Wednesday, September 17, 2014

What We Do For Love

Little Cuter has about had it.  FlapJilly loves books, loves the turning pages, loves the feel of the cardboard in her hand, loves the bright pictures, love the closeness with her mommy... but Mommy is getting a little bit tired of the insipid verbiage accompanying all that wonderfulness.

I listened.  I commiserated. I nodded sagely, even though she couldn't see.  And then, I began to recite:
On buses ... and in cars... people come to the airport. 
They come to ride in big jet planes.
She laughed.

It's a foundational story in our family, the afternoon the infant Big Cuter had a runny nose, and I gave him a double dose of Dimetapp, and, afraid that if he went to sleep he'd be so drugged that he'd never wake up, I read "Airport.... by Byron Barton" over and over and over and over and over for hours and hours and hours on the sunny couch in the living room.  A bibliophile even as a baby, I was confident that the kid would stay awake as long as I was willing to read, and I was right.

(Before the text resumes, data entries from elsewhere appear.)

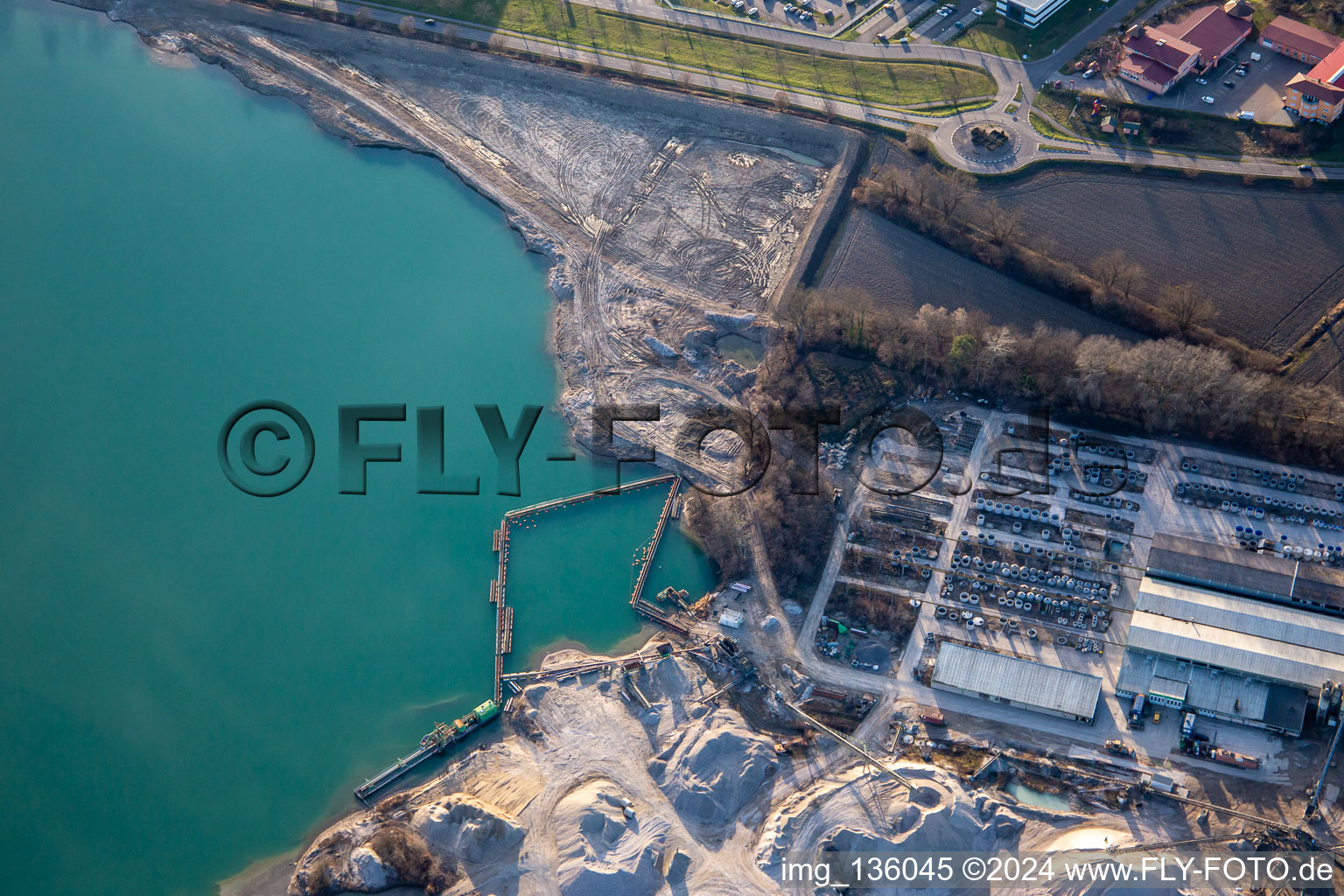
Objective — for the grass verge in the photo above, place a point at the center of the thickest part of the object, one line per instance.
(1011, 40)
(1046, 130)
(878, 82)
(1195, 132)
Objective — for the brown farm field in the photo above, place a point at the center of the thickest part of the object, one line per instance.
(1271, 260)
(903, 270)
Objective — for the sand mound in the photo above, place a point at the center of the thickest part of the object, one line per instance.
(370, 868)
(857, 812)
(602, 845)
(464, 828)
(714, 770)
(1088, 838)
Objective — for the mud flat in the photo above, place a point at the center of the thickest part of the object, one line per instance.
(588, 793)
(671, 220)
(905, 270)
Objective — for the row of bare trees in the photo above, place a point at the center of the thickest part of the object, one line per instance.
(948, 207)
(1160, 386)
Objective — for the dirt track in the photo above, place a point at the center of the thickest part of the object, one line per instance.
(671, 220)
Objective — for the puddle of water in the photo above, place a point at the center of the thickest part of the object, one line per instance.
(1038, 798)
(741, 349)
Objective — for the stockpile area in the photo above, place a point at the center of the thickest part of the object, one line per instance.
(1268, 256)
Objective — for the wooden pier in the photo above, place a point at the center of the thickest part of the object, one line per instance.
(503, 612)
(588, 496)
(652, 549)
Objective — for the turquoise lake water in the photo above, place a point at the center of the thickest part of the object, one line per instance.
(193, 679)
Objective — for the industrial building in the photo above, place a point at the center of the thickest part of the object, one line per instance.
(1265, 577)
(1228, 655)
(1018, 682)
(1298, 40)
(1028, 12)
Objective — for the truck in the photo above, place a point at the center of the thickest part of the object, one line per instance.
(1230, 758)
(1136, 715)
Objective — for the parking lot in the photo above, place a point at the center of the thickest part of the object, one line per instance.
(1260, 90)
(1051, 574)
(779, 12)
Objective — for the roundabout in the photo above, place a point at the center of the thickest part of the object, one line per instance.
(987, 141)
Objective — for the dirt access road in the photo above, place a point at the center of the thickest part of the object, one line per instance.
(1007, 73)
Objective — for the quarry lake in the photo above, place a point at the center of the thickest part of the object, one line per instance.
(193, 679)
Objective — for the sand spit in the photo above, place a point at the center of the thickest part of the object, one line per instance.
(591, 794)
(671, 220)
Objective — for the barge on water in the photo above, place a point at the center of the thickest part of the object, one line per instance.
(431, 745)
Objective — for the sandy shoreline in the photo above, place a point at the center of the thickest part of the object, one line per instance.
(589, 172)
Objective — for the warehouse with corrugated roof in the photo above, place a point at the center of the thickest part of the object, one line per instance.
(1018, 682)
(1228, 655)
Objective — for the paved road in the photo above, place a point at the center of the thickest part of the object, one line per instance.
(1007, 73)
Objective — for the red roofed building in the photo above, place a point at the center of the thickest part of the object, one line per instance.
(1298, 40)
(1160, 55)
(1319, 94)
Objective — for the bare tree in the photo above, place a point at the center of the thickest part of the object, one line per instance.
(953, 190)
(924, 185)
(1130, 276)
(1106, 268)
(1186, 306)
(1000, 222)
(796, 311)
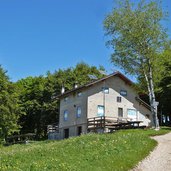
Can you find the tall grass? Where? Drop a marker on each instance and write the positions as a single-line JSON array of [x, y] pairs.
[[117, 151]]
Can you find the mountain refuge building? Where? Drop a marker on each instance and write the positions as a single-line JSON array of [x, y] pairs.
[[103, 105]]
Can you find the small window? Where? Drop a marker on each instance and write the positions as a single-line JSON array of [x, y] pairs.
[[100, 110], [119, 99], [123, 93], [65, 115], [120, 112], [105, 90], [78, 112], [79, 94], [66, 99]]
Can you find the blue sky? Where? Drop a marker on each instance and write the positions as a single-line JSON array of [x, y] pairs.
[[41, 35]]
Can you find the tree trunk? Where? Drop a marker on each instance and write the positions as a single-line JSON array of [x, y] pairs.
[[150, 86], [153, 101]]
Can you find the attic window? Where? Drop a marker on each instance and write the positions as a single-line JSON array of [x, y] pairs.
[[105, 90], [66, 99], [79, 94], [123, 93], [65, 115]]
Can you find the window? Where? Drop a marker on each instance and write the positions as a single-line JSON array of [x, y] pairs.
[[105, 90], [66, 133], [79, 94], [120, 112], [132, 114], [119, 99], [100, 110], [123, 93], [78, 112], [66, 99], [65, 115]]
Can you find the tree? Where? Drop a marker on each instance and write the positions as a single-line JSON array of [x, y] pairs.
[[9, 107], [164, 86], [137, 38]]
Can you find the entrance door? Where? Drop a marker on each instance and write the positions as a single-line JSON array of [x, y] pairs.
[[79, 130], [66, 133], [132, 114]]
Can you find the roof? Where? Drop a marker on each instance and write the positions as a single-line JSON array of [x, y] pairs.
[[120, 75]]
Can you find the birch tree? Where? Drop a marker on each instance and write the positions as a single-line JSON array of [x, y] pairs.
[[137, 37]]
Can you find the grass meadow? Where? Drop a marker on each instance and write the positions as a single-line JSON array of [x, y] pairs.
[[118, 151]]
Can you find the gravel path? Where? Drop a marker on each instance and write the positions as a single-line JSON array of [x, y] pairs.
[[160, 158]]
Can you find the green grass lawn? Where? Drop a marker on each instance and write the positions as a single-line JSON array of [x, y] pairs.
[[117, 151]]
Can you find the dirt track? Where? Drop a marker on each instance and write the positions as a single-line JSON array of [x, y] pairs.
[[160, 158]]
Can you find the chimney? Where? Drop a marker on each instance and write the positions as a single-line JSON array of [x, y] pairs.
[[63, 90]]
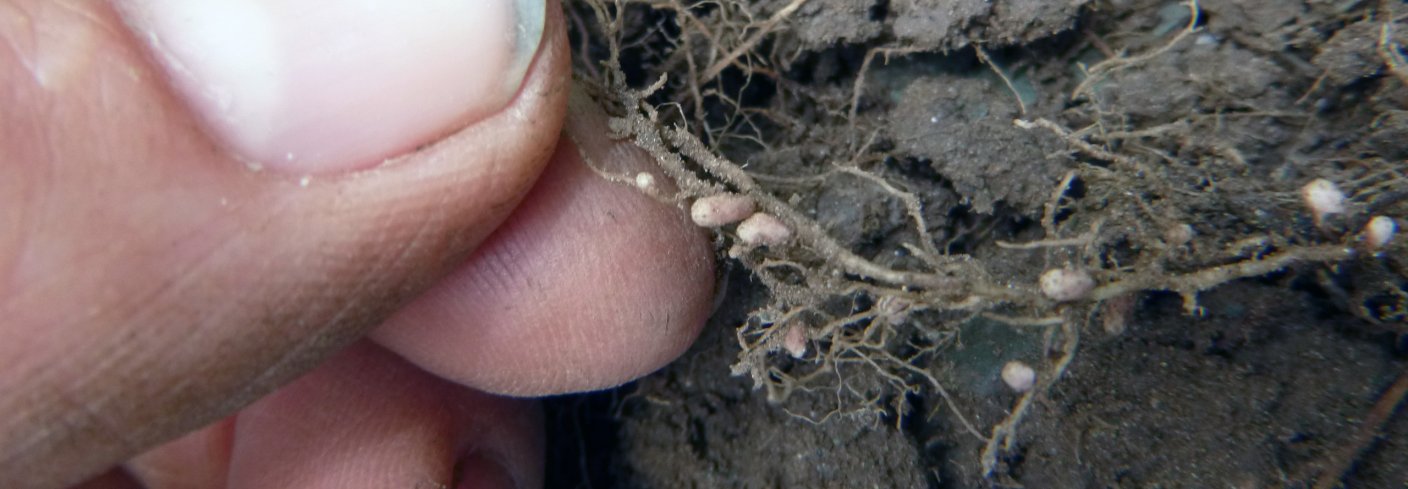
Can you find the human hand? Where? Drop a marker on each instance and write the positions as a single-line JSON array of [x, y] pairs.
[[152, 283]]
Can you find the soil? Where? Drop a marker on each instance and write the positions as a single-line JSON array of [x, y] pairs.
[[1273, 381]]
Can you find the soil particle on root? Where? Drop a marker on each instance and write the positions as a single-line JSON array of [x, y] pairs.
[[932, 24]]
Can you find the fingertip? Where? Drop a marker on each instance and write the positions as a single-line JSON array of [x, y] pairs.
[[589, 285], [368, 419]]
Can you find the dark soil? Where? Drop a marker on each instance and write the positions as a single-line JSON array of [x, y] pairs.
[[1270, 386]]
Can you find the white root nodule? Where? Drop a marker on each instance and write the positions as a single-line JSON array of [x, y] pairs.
[[763, 230], [1020, 376], [1066, 283], [1324, 199], [721, 209], [1380, 231]]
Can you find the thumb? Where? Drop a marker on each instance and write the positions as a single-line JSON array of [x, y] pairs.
[[202, 200]]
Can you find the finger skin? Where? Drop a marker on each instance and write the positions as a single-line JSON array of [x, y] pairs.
[[368, 419], [589, 285], [149, 283]]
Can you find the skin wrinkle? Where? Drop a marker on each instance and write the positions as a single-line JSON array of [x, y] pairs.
[[279, 313]]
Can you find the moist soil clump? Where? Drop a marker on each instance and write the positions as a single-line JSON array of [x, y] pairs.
[[934, 159]]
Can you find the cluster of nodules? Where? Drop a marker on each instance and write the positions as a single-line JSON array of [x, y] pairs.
[[1324, 199], [755, 228]]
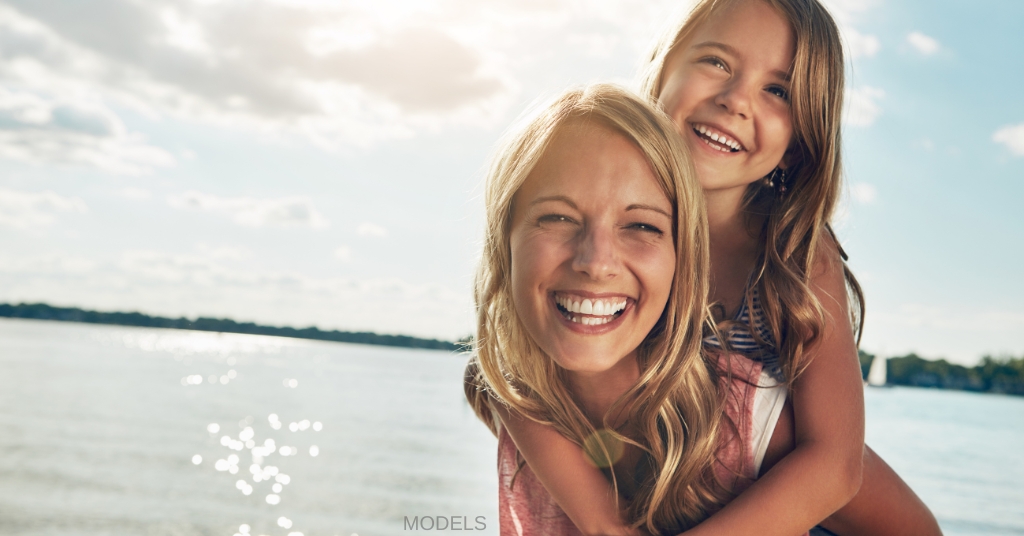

The only problem with the plan was his absolute refusal to hear anything but "Airport... by Byron Barton.... On buses... and in cars... people come to the airport...."

That memory is 31 years old.  It's tinged with equal amounts of love and frustration.  And so it was that I took myself to Barnes and Noble and browsed the 0-3 aisle.  I skipped Eric Carle's Hungry Hungry Caterpillar and its sisters; she has duplicates of many titles already.  I wanted to be original, so I skipped the series Beautiful Annie began, Jennifer Adams' babylit books.  Anna Karenina is a fashion primer, Wuthering Heights takes on weather, and Frankenstein teaches anatomy. 

They are fabulous, with the simple pictures babies love, focusing on big eyes and bright blocks of color and words worthy of an English major, but I was trying to strike out on my own.

At the risk of ruining FlapJilly's surprise, I'll show you what I found.

Big bright and bold was my mantra, and Lots of Spots fit the bill perfectly. The poetry about turtles swimming and flat flounders with eyes topside and toads jumping will give Mommy a chance to act things out and vary her tone of voice and introduce new words and keep her sanity all at the same time.

I saw Adam Rex at the Tucson Festival of Books.  He was charming, self-effacing, and full of mischief. 

This one might be a bit much for a not-quite-two-month-old's attention span, but maybe, just maybe, they'll get to the end when Chu sneezes and wreaks havoc and smiles.

Smiling is a good thing.  I read this book twice before adding it to my stash.  I hope the girls like it as much as I did.

And finally, there's Little Fish, who's alliterative adventure as they splish and splash and swish and softly swim themselves to sleep can be accompanied by the finger puppet fish face coming right through the middle of the book.
Grandpa found the whole thing quite disturbing.
It made me laugh, and so I'm sending it along.
After all, disturbing is better than boring.
Isn't it?


  1. "Mrs. Tiggywinkle was nothing but a hedgehog!" And then we'd roll on the bed laughing hysterically. Night after night after night...

  2. I never got tired of the jingles in Sandra Boynton's books, and the art isn't bad either.